Seria a Ásia um fracasso da missão? As respostas dependem da idéia de cristianismo e do seu relacionamento com o mundo, as culturas e as religiões que cada um tem. Antigamente e até o Vaticano II, era comum a idéia de que fora da Igreja (católica) não havia salvação. Os fiéis das outras religiões eram destinados à perdição (ou ao Limbo). Havia, porém, uma abertura nesta posição rígida: admitia-se que pessoas em boa fé e observantes da lei natural podiam conseguir a vida eterna. Nesta posição, as religiões não-cristãs, se não eram consideradas "obra do diabo", estavam, porém, totalmente excluídas do plano divino da salvação.

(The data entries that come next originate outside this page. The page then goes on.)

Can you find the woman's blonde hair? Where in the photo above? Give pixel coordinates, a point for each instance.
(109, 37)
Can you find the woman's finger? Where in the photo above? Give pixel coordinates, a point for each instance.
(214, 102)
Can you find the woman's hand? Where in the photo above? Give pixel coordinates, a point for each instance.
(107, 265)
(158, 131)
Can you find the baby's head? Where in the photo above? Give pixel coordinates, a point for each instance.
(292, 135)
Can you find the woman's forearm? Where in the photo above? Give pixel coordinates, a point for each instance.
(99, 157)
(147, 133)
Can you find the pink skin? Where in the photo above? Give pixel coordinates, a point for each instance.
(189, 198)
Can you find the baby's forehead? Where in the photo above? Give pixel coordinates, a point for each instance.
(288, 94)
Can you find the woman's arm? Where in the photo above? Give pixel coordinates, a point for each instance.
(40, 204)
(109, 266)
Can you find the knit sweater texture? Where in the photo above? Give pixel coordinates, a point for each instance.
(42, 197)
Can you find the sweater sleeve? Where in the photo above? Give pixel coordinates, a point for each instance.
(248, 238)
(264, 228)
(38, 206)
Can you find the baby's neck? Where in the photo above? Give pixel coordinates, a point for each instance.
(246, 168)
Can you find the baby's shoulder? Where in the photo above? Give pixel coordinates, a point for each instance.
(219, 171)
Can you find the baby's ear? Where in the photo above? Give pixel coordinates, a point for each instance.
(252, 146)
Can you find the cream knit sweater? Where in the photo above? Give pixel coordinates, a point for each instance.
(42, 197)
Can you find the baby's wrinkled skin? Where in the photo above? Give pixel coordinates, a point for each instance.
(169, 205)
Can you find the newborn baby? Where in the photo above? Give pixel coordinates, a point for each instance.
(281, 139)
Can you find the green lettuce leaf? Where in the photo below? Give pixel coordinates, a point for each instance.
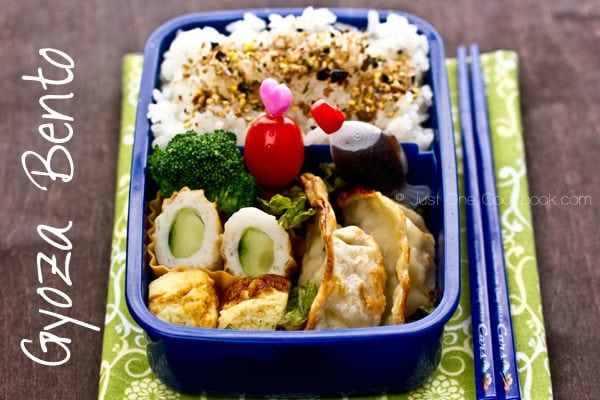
(300, 300)
(291, 208)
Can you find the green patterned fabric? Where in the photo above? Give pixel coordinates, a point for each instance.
(125, 374)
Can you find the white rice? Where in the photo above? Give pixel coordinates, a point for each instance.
(174, 110)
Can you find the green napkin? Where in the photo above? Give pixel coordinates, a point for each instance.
(125, 374)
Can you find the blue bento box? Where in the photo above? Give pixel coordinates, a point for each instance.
(376, 360)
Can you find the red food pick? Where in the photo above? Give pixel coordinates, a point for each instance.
(328, 117)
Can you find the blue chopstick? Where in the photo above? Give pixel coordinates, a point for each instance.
(480, 312)
(505, 353)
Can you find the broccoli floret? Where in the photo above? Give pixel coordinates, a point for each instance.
(209, 161)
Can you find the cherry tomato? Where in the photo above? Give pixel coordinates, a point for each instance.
(274, 150)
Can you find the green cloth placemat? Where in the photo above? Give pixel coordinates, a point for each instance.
(125, 374)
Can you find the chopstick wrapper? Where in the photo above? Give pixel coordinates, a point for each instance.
(124, 372)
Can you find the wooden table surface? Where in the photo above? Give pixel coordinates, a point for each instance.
(558, 45)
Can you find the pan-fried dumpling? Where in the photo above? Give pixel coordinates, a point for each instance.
(422, 261)
(188, 231)
(407, 246)
(345, 263)
(387, 224)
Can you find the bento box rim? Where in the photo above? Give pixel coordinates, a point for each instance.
(137, 194)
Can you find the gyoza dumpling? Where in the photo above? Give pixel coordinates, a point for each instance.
(255, 244)
(422, 261)
(188, 231)
(408, 248)
(345, 263)
(387, 224)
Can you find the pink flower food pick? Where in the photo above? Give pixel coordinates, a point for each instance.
(275, 96)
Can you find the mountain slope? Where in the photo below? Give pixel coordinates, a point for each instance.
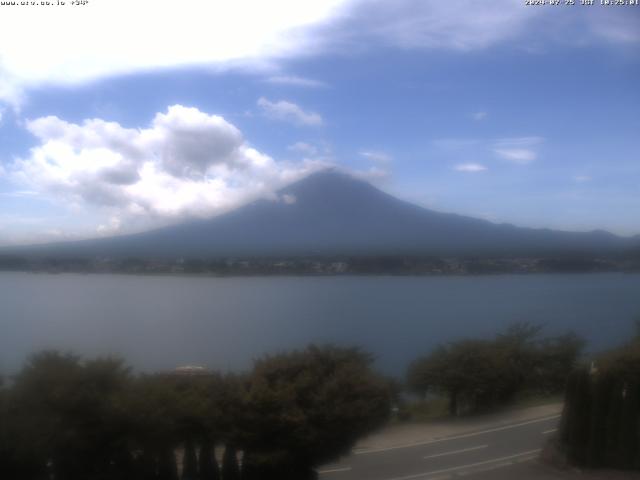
(331, 213)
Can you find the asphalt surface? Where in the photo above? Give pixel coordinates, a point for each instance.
(496, 451)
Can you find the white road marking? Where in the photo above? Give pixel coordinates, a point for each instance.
(455, 437)
(334, 470)
(500, 462)
(456, 451)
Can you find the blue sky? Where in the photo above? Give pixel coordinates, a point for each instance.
(527, 115)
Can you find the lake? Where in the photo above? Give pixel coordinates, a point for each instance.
(223, 323)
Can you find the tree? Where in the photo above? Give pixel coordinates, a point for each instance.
(67, 415)
(601, 420)
(308, 407)
(480, 374)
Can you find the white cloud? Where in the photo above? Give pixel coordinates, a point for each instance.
(289, 199)
(289, 112)
(296, 81)
(377, 157)
(110, 228)
(112, 37)
(107, 37)
(521, 156)
(186, 163)
(303, 148)
(470, 167)
(519, 150)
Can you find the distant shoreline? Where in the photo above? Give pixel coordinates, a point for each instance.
(322, 266)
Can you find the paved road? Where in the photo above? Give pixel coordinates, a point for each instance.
(499, 451)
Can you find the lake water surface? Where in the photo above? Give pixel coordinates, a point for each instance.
(162, 322)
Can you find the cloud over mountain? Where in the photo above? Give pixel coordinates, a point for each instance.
(185, 163)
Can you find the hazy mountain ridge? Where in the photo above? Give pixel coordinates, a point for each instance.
(331, 213)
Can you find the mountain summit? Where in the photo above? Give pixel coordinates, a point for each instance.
(331, 213)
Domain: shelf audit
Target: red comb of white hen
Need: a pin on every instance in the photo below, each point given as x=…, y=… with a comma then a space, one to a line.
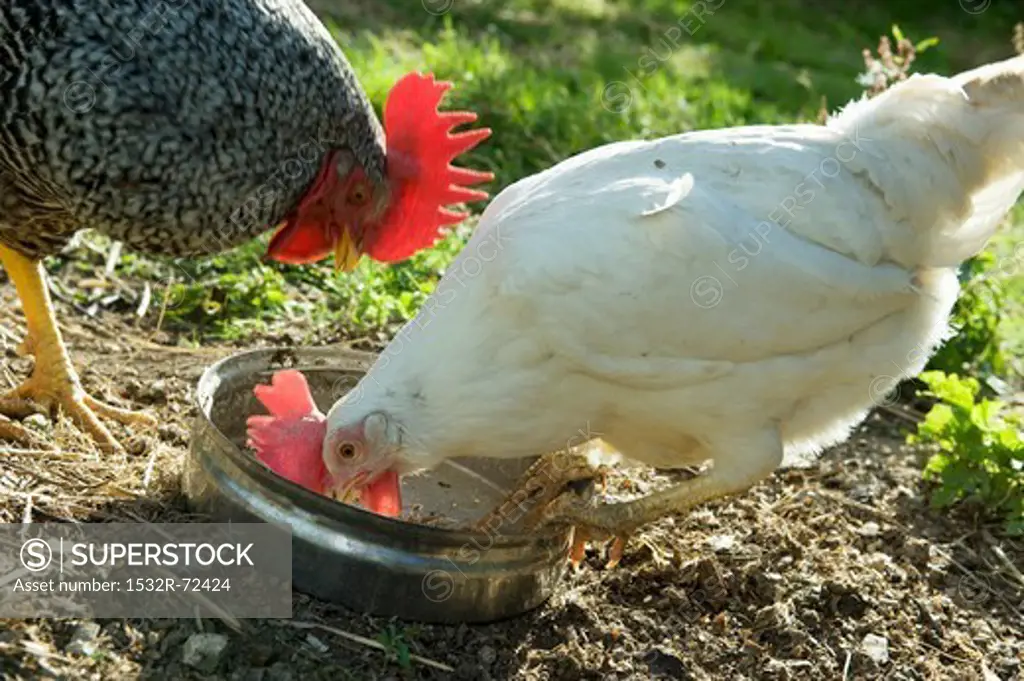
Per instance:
x=290, y=440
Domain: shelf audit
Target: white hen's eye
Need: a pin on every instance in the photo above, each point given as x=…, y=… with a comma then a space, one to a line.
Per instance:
x=347, y=451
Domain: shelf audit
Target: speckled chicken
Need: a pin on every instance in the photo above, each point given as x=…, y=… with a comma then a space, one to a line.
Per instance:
x=186, y=127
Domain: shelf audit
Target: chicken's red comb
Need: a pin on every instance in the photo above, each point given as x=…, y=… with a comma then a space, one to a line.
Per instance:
x=421, y=145
x=290, y=440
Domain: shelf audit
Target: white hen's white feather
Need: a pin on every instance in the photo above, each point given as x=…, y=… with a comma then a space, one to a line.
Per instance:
x=672, y=296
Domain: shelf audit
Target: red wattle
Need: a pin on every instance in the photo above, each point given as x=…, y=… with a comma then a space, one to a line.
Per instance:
x=383, y=496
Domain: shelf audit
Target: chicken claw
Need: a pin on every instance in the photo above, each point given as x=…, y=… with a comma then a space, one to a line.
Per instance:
x=66, y=394
x=54, y=384
x=537, y=487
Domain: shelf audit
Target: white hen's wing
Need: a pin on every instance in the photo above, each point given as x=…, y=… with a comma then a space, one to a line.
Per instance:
x=660, y=264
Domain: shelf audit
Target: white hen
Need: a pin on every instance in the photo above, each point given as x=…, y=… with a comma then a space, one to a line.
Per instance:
x=727, y=295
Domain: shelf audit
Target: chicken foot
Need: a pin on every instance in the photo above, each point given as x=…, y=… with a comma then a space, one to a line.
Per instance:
x=537, y=488
x=748, y=464
x=54, y=384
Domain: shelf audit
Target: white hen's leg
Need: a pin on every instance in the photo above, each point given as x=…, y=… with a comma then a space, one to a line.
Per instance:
x=739, y=463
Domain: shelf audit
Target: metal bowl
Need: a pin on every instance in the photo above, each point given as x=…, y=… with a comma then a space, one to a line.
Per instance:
x=350, y=556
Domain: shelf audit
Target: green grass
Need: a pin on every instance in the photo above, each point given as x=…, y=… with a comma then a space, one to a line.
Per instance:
x=551, y=78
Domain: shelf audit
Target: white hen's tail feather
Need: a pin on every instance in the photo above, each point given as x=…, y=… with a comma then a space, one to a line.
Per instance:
x=946, y=155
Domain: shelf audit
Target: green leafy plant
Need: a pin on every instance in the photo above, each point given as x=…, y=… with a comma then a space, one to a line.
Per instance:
x=977, y=318
x=980, y=454
x=397, y=646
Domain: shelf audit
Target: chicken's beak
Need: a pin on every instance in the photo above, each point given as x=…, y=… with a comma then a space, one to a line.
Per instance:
x=346, y=253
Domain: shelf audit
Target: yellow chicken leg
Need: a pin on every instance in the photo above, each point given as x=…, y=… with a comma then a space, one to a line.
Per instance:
x=54, y=384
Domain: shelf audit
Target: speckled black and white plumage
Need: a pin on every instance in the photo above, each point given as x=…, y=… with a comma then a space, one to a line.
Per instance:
x=179, y=127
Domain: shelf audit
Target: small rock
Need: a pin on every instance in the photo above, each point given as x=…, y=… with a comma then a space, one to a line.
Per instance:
x=869, y=528
x=203, y=651
x=987, y=674
x=876, y=647
x=250, y=674
x=487, y=655
x=83, y=640
x=662, y=664
x=776, y=615
x=38, y=422
x=721, y=542
x=316, y=644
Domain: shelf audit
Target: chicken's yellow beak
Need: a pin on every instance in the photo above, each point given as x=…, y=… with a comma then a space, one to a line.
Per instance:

O problema fundamental para os cristãos é como conciliar diálogo e anúncio, encontro com as outras religiões e afirmação da própria identidade, sem exclusivismos, mas também sem dissolver a verdade sobre Jesus Cristo, único Salvador.

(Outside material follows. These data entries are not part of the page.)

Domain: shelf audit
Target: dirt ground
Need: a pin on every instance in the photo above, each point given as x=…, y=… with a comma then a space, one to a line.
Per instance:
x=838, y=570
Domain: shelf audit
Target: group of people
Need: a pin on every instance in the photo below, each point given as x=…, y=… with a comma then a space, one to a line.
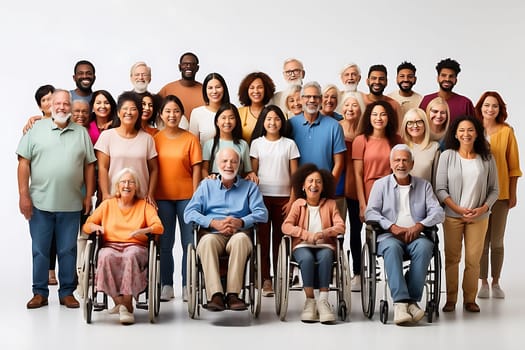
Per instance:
x=298, y=162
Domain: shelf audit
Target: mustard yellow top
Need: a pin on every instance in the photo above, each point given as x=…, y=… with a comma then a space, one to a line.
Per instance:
x=504, y=148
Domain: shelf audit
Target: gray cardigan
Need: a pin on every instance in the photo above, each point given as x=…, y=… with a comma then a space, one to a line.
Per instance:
x=449, y=181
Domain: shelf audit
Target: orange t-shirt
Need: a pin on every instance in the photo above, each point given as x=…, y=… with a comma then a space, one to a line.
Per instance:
x=119, y=223
x=176, y=159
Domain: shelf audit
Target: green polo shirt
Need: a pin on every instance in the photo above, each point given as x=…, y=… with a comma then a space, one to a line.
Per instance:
x=57, y=157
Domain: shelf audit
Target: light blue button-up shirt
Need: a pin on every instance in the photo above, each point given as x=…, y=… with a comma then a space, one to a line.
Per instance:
x=212, y=200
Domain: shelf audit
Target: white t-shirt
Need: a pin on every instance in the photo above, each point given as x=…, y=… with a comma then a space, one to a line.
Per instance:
x=470, y=169
x=274, y=164
x=201, y=124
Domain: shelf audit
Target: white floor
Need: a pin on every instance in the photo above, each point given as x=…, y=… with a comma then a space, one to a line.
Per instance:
x=498, y=326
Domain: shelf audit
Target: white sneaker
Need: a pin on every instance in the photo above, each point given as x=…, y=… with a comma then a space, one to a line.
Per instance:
x=355, y=283
x=309, y=313
x=484, y=291
x=415, y=311
x=185, y=294
x=326, y=315
x=167, y=293
x=497, y=292
x=401, y=315
x=126, y=317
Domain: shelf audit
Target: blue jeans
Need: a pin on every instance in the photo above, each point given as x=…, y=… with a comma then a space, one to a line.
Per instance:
x=65, y=226
x=408, y=287
x=312, y=260
x=169, y=211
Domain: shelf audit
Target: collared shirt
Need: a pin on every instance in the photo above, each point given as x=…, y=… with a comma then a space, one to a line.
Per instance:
x=383, y=203
x=58, y=157
x=212, y=200
x=317, y=141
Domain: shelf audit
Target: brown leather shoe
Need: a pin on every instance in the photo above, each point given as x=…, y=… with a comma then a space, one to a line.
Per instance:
x=36, y=301
x=472, y=307
x=234, y=303
x=449, y=306
x=70, y=302
x=216, y=303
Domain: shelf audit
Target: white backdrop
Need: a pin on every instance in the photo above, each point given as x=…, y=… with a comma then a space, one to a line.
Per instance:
x=41, y=41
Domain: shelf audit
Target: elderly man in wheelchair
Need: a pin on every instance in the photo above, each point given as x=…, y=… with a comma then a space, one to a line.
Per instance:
x=225, y=208
x=403, y=205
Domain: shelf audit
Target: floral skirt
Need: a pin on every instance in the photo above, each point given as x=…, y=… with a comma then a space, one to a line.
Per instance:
x=122, y=269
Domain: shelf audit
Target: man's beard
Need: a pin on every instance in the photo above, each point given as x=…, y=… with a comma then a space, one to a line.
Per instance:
x=86, y=89
x=351, y=87
x=140, y=87
x=60, y=118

O desafio da Ásia para a Igreja consiste no convite a repensar profundamente a missão como tradicionalmente foi realizada, sem chegar necessariamente a uma sensação de fracasso, mas procurando o significado e a função das religiões no plano de salvação de Deus. Estamos ainda no começo: seria perigoso queimar as etapas, encarando a questão de uma maneira superficial e apressada. Nisso, a dimensão existencial é mais proveitosa que o trabalho teológico. E já estão acontecendo em muitos países experiências de diálogo da vida, na escuta e conhecimento recíproco, na oração comum, na ação social conjunta, que constroem pontes e criam o terreno para um entendimento também teológico.